Women live longer, but not as well as men, in their golden years, Duke study finds
DURHAM, N.C. — Although women continue to have a longer life expectancy than men, they are now living worse and suffering more disabilities in their golden years, a new study finds.
Researchers compared data from studies of people 65 and older and enrolled in Medicare that were done in 1982, 2004 and 2011. The studies surveyed participants about whether a disability kept them carrying out various daily activities, and then followed the participants in the years following the survey to determine their mortality rate.
The researchers found that between 1982 and 2011, the number of additional years that women at age 65 could expect to live increased by two years, from 18.5 years to 20.5 years, while the life expectancy of men at age 65 increased by five years from 14 to 19 years.
More striking was the improvement in how men spent their golden years. Whereas women at age 65 were estimated to spend 30% of their remaining years with a disability in both 1982 and 2011, the proportion of the time left that men at 65 would have a disability decreased from 22% in 1982 to 19% in 2011.
The researchers considered an individual as having a disability if they reported that a disability or health problem prevented them from doing at least one of their normal activities, such as eating, shopping for groceries and getting out of bed.
“Despite the fact that women live more years than men, they can expect fewer active years,” said Vicki A. Freedman, a research professor at the Institute for Social Research at the University of Michigan, and lead author of the study, which was published on Thursday in the American Journal of Public Health.
It came as a surprise to see that men and women traded places between 1982 and 2011, and that men started to surpass women in terms of disability-free years, Freedman said.
For both genders, trends in disabilities were moving in the right direction between 1982 and 2004. The number of women and men age 65 who experienced a physical limitation dropped from 25.8% to 20.2% and from 22.3% to 15.5%, respectively. But then from 2004 to 2011, the number leveled off for men and actually climbed back up to 24.2% for women.
“The reasons are likely to be complex,” Freedman said.
“Men and women certainly experience different health conditions later in life and maybe we are getting better at treating health conditions that men have,” she said. It is possible that there has been more progress in treating heart disease, which disproportionately afflicts men, than conditions such as arthritis that tend to affect women, she added.
Another reason could have been differences in the health behavior of the older adults who made up the survey cohort in 2011 compared with previous years.
For one, cigarette smoking had increased among women but decreased among men in previous decades. In addition, “older women on average have fewer economic resources than men,” and thus could have been less able to maintain their health, Freedman said.

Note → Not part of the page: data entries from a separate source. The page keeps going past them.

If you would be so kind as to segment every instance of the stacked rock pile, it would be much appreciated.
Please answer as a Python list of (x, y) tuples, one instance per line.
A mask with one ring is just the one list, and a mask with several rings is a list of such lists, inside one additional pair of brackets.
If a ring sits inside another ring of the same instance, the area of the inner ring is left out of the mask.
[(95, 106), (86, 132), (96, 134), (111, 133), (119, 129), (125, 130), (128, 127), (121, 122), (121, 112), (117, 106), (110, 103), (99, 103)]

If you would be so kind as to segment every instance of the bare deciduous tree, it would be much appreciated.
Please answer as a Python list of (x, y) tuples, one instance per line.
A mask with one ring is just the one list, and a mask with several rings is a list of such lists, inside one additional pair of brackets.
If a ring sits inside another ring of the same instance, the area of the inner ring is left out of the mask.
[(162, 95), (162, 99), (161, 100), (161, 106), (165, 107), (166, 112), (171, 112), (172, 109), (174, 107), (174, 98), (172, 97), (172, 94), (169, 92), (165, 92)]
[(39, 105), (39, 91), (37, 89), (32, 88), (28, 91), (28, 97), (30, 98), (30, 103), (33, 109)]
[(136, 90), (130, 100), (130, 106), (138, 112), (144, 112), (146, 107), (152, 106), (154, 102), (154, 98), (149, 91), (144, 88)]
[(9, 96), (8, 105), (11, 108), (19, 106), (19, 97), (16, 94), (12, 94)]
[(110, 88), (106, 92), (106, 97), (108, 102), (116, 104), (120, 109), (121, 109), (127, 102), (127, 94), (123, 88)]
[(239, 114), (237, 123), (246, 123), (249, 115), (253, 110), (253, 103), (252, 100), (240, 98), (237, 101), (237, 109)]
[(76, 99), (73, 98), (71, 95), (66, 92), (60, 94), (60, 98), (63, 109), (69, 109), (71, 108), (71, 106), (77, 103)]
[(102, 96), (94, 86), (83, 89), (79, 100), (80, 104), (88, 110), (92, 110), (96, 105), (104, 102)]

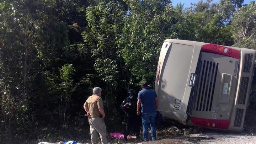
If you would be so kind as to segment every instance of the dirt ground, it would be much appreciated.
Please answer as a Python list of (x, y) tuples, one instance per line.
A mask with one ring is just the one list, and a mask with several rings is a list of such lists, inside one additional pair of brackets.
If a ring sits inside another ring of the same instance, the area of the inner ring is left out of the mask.
[(243, 133), (205, 132), (186, 136), (143, 142), (141, 144), (256, 144), (256, 136)]

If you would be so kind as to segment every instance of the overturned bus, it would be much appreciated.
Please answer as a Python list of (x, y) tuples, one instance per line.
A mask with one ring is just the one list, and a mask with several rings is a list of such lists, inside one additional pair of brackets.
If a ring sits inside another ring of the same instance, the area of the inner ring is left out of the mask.
[(164, 41), (155, 86), (164, 117), (184, 124), (243, 130), (255, 50)]

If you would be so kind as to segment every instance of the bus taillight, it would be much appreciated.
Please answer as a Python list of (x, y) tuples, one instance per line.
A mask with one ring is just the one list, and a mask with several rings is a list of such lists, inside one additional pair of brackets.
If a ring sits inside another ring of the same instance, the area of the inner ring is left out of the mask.
[(203, 45), (201, 49), (204, 51), (212, 52), (239, 59), (240, 52), (231, 48), (213, 44)]

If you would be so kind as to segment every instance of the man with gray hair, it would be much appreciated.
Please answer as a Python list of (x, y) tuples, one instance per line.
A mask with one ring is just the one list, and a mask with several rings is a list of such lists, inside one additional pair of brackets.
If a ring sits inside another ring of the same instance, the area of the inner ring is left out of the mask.
[(92, 144), (97, 143), (99, 135), (102, 144), (107, 144), (107, 130), (103, 119), (105, 113), (103, 101), (101, 97), (101, 89), (95, 87), (93, 90), (93, 94), (87, 99), (84, 104), (84, 108), (89, 117), (91, 138)]

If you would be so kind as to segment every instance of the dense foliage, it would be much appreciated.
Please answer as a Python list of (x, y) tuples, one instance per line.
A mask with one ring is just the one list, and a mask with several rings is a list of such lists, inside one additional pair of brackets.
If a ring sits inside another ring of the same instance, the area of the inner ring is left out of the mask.
[(0, 141), (89, 139), (82, 105), (96, 86), (119, 130), (126, 92), (153, 85), (164, 39), (256, 47), (256, 4), (243, 2), (0, 0)]

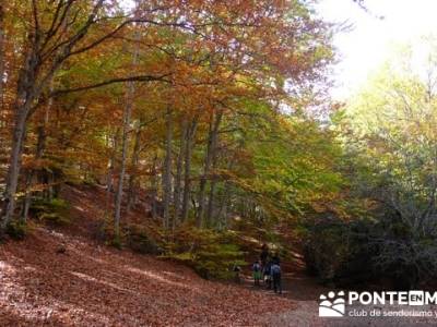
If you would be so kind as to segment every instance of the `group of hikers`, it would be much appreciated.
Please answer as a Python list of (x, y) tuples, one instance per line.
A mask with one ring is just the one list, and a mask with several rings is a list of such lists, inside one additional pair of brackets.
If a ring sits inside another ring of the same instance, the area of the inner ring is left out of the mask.
[(260, 258), (252, 265), (252, 275), (255, 286), (260, 286), (262, 279), (268, 289), (282, 294), (281, 261), (277, 254), (270, 255), (267, 244), (262, 245)]

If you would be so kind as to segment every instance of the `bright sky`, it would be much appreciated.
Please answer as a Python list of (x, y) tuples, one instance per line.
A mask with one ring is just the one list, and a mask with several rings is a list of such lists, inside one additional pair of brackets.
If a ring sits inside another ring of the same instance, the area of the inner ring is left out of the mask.
[(334, 38), (341, 62), (335, 68), (338, 86), (332, 95), (339, 99), (359, 87), (388, 59), (394, 44), (437, 35), (437, 0), (365, 0), (365, 4), (369, 13), (353, 0), (320, 0), (317, 7), (326, 20), (347, 21), (354, 26)]

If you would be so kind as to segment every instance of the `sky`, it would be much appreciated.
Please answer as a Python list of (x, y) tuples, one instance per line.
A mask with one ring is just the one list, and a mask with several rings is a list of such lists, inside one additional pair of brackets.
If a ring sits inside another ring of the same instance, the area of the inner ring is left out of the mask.
[(334, 37), (340, 56), (332, 89), (336, 99), (345, 99), (363, 85), (389, 59), (394, 45), (437, 35), (437, 0), (365, 0), (368, 12), (353, 0), (319, 1), (316, 9), (321, 17), (352, 24), (350, 32)]

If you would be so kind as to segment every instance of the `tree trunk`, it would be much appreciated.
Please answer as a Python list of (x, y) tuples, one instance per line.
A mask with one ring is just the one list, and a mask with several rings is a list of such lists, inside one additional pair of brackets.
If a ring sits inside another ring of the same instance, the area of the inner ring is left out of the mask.
[(123, 189), (123, 179), (126, 173), (126, 159), (128, 157), (130, 116), (132, 111), (132, 97), (130, 95), (133, 94), (133, 85), (130, 84), (132, 84), (132, 82), (130, 82), (128, 85), (129, 96), (127, 97), (127, 104), (123, 110), (123, 126), (121, 136), (121, 162), (120, 162), (120, 173), (118, 177), (118, 185), (117, 185), (115, 210), (114, 210), (114, 227), (115, 227), (114, 232), (116, 239), (119, 239), (120, 237), (122, 189)]
[(119, 130), (115, 132), (114, 135), (110, 135), (109, 142), (111, 143), (111, 154), (108, 162), (108, 173), (106, 175), (106, 198), (105, 198), (105, 221), (110, 216), (109, 215), (109, 202), (110, 202), (110, 193), (113, 192), (113, 179), (114, 179), (114, 169), (115, 169), (115, 161), (117, 156), (117, 147), (118, 147), (118, 137), (119, 137)]
[(187, 120), (184, 119), (180, 129), (180, 144), (179, 144), (179, 154), (177, 157), (176, 164), (176, 177), (175, 177), (175, 194), (174, 194), (174, 207), (175, 207), (175, 219), (174, 227), (179, 221), (180, 215), (180, 193), (181, 193), (181, 178), (182, 178), (182, 164), (184, 164), (184, 152), (185, 152), (185, 143), (187, 138)]
[[(38, 126), (37, 129), (38, 138), (36, 144), (36, 152), (35, 152), (35, 161), (38, 161), (43, 157), (43, 153), (46, 146), (46, 130), (44, 125)], [(24, 207), (23, 207), (23, 215), (22, 215), (22, 222), (27, 221), (28, 217), (28, 209), (32, 205), (32, 182), (34, 180), (35, 169), (31, 169), (28, 174), (26, 175), (26, 185), (25, 185), (25, 198), (24, 198)]]
[(216, 144), (216, 138), (218, 135), (218, 126), (222, 121), (222, 112), (217, 112), (210, 125), (210, 134), (208, 137), (208, 145), (206, 145), (206, 154), (205, 154), (205, 160), (204, 160), (204, 166), (203, 166), (203, 173), (200, 177), (200, 184), (199, 184), (199, 210), (198, 210), (198, 216), (197, 216), (197, 226), (198, 228), (201, 228), (203, 226), (203, 216), (204, 216), (204, 206), (205, 206), (205, 190), (206, 190), (206, 181), (208, 181), (208, 174), (210, 173), (211, 165), (212, 165), (212, 159), (215, 153), (215, 144)]
[(167, 107), (166, 133), (165, 133), (165, 159), (163, 169), (163, 202), (164, 202), (164, 227), (170, 226), (170, 204), (172, 204), (172, 144), (173, 144), (173, 112)]
[(182, 194), (182, 208), (181, 208), (181, 221), (188, 219), (188, 211), (190, 205), (190, 192), (191, 192), (191, 153), (194, 145), (194, 135), (198, 128), (198, 119), (194, 118), (191, 122), (190, 128), (187, 131), (187, 140), (185, 142), (185, 167), (184, 167), (184, 194)]
[(14, 119), (11, 156), (9, 160), (9, 168), (5, 181), (7, 186), (4, 190), (4, 202), (2, 208), (2, 217), (0, 221), (0, 233), (5, 230), (5, 227), (11, 221), (15, 209), (15, 195), (19, 185), (21, 155), (23, 152), (23, 138), (25, 135), (27, 114), (27, 102), (17, 107)]
[(137, 124), (135, 131), (135, 141), (133, 142), (133, 154), (131, 160), (131, 173), (129, 174), (129, 187), (128, 187), (128, 213), (132, 209), (132, 205), (137, 202), (137, 193), (135, 193), (135, 169), (138, 168), (139, 154), (140, 154), (140, 136), (141, 136), (141, 128), (140, 124)]
[(153, 158), (152, 164), (152, 218), (157, 218), (157, 171), (156, 171), (156, 164), (157, 164), (157, 155)]
[(3, 77), (4, 77), (4, 8), (3, 4), (0, 3), (0, 119), (2, 118), (4, 110)]
[[(139, 38), (139, 34), (135, 33), (135, 39)], [(139, 45), (135, 45), (132, 58), (132, 65), (134, 66), (138, 62)], [(120, 216), (121, 216), (121, 201), (122, 201), (122, 189), (123, 180), (126, 174), (126, 159), (128, 157), (128, 143), (129, 143), (129, 125), (130, 117), (133, 107), (133, 96), (135, 92), (135, 86), (133, 82), (128, 82), (126, 94), (126, 106), (123, 110), (123, 126), (121, 136), (121, 162), (120, 162), (120, 174), (118, 178), (118, 185), (116, 192), (115, 209), (114, 209), (114, 232), (116, 240), (120, 238)]]

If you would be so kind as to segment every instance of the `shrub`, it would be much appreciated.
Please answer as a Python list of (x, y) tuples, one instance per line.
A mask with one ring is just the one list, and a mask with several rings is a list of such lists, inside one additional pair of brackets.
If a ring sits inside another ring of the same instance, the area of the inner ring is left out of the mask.
[(235, 264), (245, 265), (244, 253), (227, 232), (201, 230), (192, 227), (179, 229), (166, 246), (166, 257), (192, 267), (205, 279), (232, 279)]
[(64, 226), (70, 223), (69, 204), (62, 198), (51, 201), (37, 199), (33, 203), (31, 210), (40, 221), (55, 226)]
[(163, 254), (163, 247), (144, 227), (130, 225), (126, 232), (127, 245), (133, 251), (145, 254)]
[(7, 226), (7, 234), (13, 240), (23, 240), (27, 234), (27, 226), (22, 221), (11, 221)]

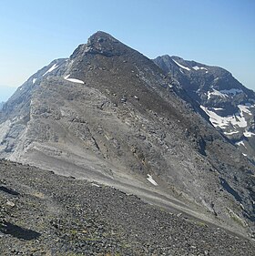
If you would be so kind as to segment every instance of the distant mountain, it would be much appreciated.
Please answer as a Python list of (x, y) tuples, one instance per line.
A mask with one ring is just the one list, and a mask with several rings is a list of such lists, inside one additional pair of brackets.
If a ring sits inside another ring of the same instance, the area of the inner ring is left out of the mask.
[[(182, 75), (191, 69), (176, 65)], [(5, 104), (0, 158), (96, 180), (252, 235), (254, 166), (204, 119), (199, 104), (209, 107), (183, 89), (185, 79), (97, 32)]]
[(211, 124), (255, 163), (255, 93), (232, 75), (178, 56), (154, 59), (173, 76), (208, 115)]

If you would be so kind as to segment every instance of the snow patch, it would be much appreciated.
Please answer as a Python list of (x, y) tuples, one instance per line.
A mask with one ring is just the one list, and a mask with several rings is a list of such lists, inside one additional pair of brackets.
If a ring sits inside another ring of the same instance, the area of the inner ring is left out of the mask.
[(84, 84), (84, 81), (76, 79), (76, 78), (69, 78), (70, 75), (66, 76), (64, 78), (67, 81), (77, 83), (77, 84)]
[(212, 92), (208, 92), (208, 99), (210, 98), (211, 95), (219, 96), (220, 97), (226, 97), (226, 95), (222, 94), (220, 91), (218, 91), (216, 89), (212, 89)]
[(213, 110), (224, 110), (222, 108), (211, 108)]
[(246, 130), (246, 131), (243, 133), (243, 135), (248, 138), (248, 137), (255, 136), (255, 133)]
[(246, 119), (241, 115), (220, 117), (215, 112), (209, 110), (209, 108), (204, 106), (200, 106), (200, 108), (208, 114), (208, 116), (209, 117), (209, 121), (213, 124), (214, 127), (219, 127), (221, 128), (225, 128), (229, 125), (240, 128), (247, 127)]
[(147, 175), (147, 179), (151, 183), (153, 184), (154, 186), (158, 186), (158, 183), (152, 179), (152, 176), (148, 174)]
[(240, 111), (241, 112), (241, 114), (244, 112), (250, 116), (252, 116), (251, 112), (248, 109), (250, 107), (245, 106), (245, 105), (239, 105), (238, 108), (239, 108)]
[(188, 70), (188, 71), (190, 71), (190, 68), (180, 65), (179, 63), (178, 63), (178, 62), (177, 62), (176, 60), (174, 60), (174, 59), (173, 59), (173, 61), (174, 61), (179, 67), (181, 67), (181, 68), (183, 68), (183, 69), (186, 69), (186, 70)]
[(224, 132), (225, 135), (233, 135), (239, 133), (238, 130), (230, 131), (230, 132)]
[(245, 144), (242, 140), (240, 140), (239, 142), (236, 142), (235, 144), (238, 145), (238, 146), (243, 146), (244, 148), (246, 148), (246, 146), (245, 146)]
[(208, 69), (204, 67), (194, 66), (194, 67), (192, 67), (192, 68), (195, 69), (196, 71), (198, 71), (199, 69), (204, 69), (204, 70), (208, 71)]
[(51, 71), (53, 71), (55, 68), (56, 68), (58, 67), (58, 65), (56, 65), (56, 64), (54, 64), (44, 75), (43, 75), (43, 77), (44, 76), (46, 76), (47, 73), (50, 73)]
[(242, 93), (243, 91), (241, 89), (235, 89), (235, 88), (232, 88), (232, 89), (230, 89), (230, 90), (220, 90), (221, 93), (224, 93), (224, 94), (232, 94), (232, 95), (237, 95), (239, 93)]

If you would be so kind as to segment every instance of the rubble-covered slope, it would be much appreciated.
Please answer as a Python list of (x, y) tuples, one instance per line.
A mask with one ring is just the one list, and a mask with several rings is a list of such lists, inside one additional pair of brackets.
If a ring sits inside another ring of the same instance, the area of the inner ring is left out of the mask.
[(254, 166), (181, 85), (97, 32), (0, 112), (0, 156), (96, 180), (252, 235)]
[(2, 256), (251, 256), (254, 250), (251, 241), (134, 195), (0, 160)]

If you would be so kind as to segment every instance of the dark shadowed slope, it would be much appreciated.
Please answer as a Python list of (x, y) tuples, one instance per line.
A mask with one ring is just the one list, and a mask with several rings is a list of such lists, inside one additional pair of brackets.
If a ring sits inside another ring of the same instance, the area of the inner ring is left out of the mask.
[(97, 32), (5, 105), (0, 156), (251, 234), (254, 166), (201, 113), (176, 78)]

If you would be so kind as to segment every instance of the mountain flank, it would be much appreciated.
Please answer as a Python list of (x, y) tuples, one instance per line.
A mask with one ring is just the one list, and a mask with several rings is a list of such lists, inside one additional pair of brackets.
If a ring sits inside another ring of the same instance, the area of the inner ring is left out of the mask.
[(0, 202), (3, 256), (249, 256), (255, 250), (241, 236), (135, 195), (6, 160), (0, 160)]
[(112, 186), (252, 238), (254, 165), (182, 84), (97, 32), (70, 57), (34, 74), (4, 105), (0, 156)]
[(255, 163), (255, 93), (219, 67), (178, 56), (154, 59), (196, 100), (211, 124)]

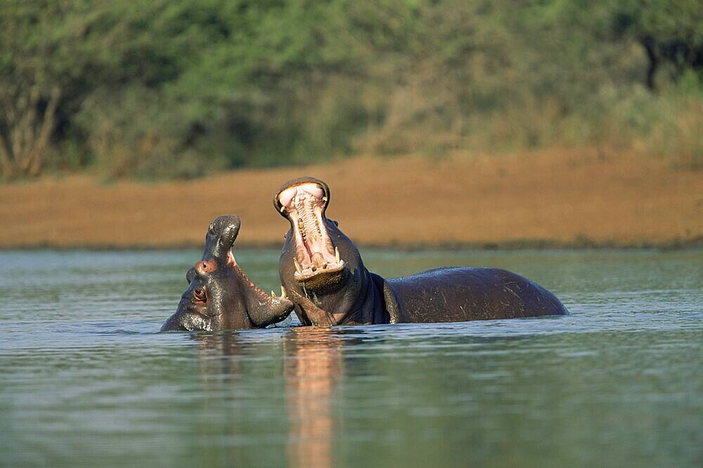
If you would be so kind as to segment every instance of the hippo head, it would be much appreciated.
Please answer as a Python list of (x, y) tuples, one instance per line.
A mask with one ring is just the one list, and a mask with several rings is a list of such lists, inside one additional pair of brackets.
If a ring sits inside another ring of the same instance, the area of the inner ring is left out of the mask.
[(329, 202), (330, 188), (312, 177), (286, 182), (273, 197), (276, 210), (290, 223), (278, 272), (306, 325), (340, 323), (367, 279), (356, 247), (325, 215)]
[(285, 294), (265, 293), (237, 265), (231, 248), (240, 226), (236, 215), (210, 223), (202, 259), (186, 273), (188, 287), (162, 331), (264, 327), (292, 311)]

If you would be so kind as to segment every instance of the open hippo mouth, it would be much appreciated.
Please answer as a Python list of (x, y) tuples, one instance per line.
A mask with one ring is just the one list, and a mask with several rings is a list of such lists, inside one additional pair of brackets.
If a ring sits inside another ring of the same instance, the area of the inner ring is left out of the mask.
[(325, 209), (329, 190), (323, 183), (299, 179), (280, 190), (276, 198), (278, 210), (290, 221), (296, 254), (293, 278), (301, 282), (344, 268), (327, 231)]

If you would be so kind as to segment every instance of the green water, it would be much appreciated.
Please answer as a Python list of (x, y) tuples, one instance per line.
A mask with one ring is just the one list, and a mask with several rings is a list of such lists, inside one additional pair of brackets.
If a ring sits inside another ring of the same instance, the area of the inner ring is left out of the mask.
[[(236, 254), (278, 290), (277, 252)], [(703, 464), (703, 251), (362, 255), (572, 314), (160, 334), (199, 252), (0, 252), (0, 465)]]

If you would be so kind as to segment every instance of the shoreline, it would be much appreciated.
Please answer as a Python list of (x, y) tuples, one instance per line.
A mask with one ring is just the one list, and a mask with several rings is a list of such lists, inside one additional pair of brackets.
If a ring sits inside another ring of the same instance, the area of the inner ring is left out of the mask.
[[(439, 251), (450, 252), (456, 250), (491, 252), (512, 250), (696, 250), (703, 249), (703, 236), (687, 240), (674, 240), (669, 242), (654, 243), (641, 242), (636, 244), (619, 243), (617, 241), (597, 242), (589, 239), (575, 240), (572, 242), (556, 242), (549, 240), (525, 240), (504, 242), (466, 242), (466, 243), (437, 243), (437, 244), (364, 244), (355, 242), (360, 249), (373, 250), (394, 250), (399, 252)], [(150, 245), (148, 244), (134, 245), (53, 245), (51, 244), (37, 244), (35, 245), (21, 245), (19, 247), (0, 246), (2, 252), (23, 252), (45, 250), (51, 252), (173, 252), (177, 250), (198, 250), (203, 248), (205, 242), (200, 244), (188, 242), (172, 245)], [(259, 244), (236, 242), (233, 252), (238, 249), (246, 250), (276, 250), (281, 248), (281, 244)]]
[(193, 181), (104, 183), (90, 174), (0, 184), (0, 249), (202, 248), (237, 214), (238, 248), (280, 248), (272, 207), (303, 175), (331, 189), (327, 215), (362, 248), (678, 249), (703, 246), (703, 172), (596, 150), (441, 160), (358, 157)]

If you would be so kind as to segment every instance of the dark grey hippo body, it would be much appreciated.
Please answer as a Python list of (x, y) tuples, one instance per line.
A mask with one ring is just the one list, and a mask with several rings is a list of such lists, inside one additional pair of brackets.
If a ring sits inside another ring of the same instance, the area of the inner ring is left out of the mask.
[(516, 273), (441, 268), (385, 279), (369, 272), (325, 211), (329, 188), (306, 177), (284, 183), (273, 204), (290, 223), (278, 271), (304, 325), (457, 322), (568, 313), (557, 297)]
[(202, 259), (186, 273), (188, 289), (161, 331), (263, 328), (292, 311), (283, 294), (266, 294), (237, 265), (231, 248), (240, 226), (236, 215), (210, 223)]

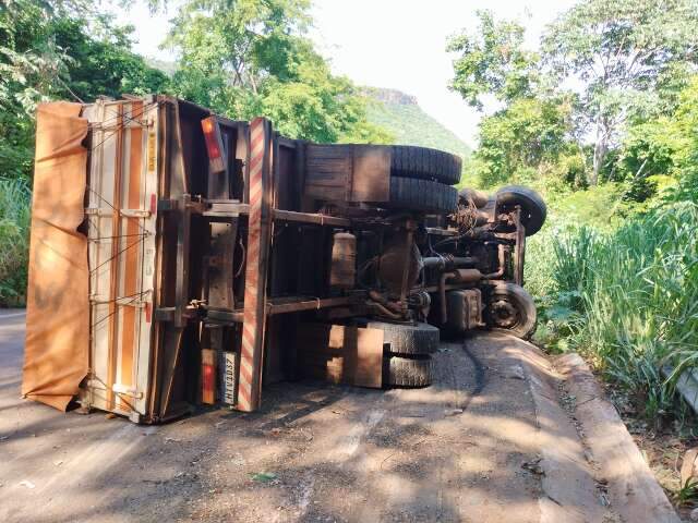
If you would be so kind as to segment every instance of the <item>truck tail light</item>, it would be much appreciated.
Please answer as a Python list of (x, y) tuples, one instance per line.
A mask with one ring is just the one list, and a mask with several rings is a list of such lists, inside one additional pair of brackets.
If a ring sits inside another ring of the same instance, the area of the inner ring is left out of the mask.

Looking on the bright side, Freedman pointed out that there at least was not an increase in recent years in the number of people with severe disability, defined as those who were unable to carry out at least three different activities. In 2004 and 2011, about 10% of women and 7% of men fell into this category, down from 13.2% of women and 10.7% of men in 1982.
Part of the reason that older women are more likely to have disabilities is that “women are just living longer regardless of the disability,” said Jen’nan Read, an associate professor of sociology and global health at Duke University who was not involved in the study. “Whereas for men, there’s a selection effect going on in that those making it to the oldest ages are the healthiest,” she added.
No one really seems to understand why women appear more able to keep on ticking through physical adversity, although a number of gender differences could be at play, Read said.
“As the population is aging, and women are more likely to live longer, it has huge implications for [women’s] quality of life. They live longer and have poor quality of life years and also tend to be less likely to have the social and economic resources to deal with these problems,” Read said.
As the baby boomer generation ages, it is expected that 20% of the population will be 65 and older in 2030, compared with 15% in 2015.
“We need systems in place, such as assisted living facilities, nursing homes and home help programs, but we are nowhere near the level we would need as this population of baby boomers explodes in the next 10, 20, 30 years,” Read said.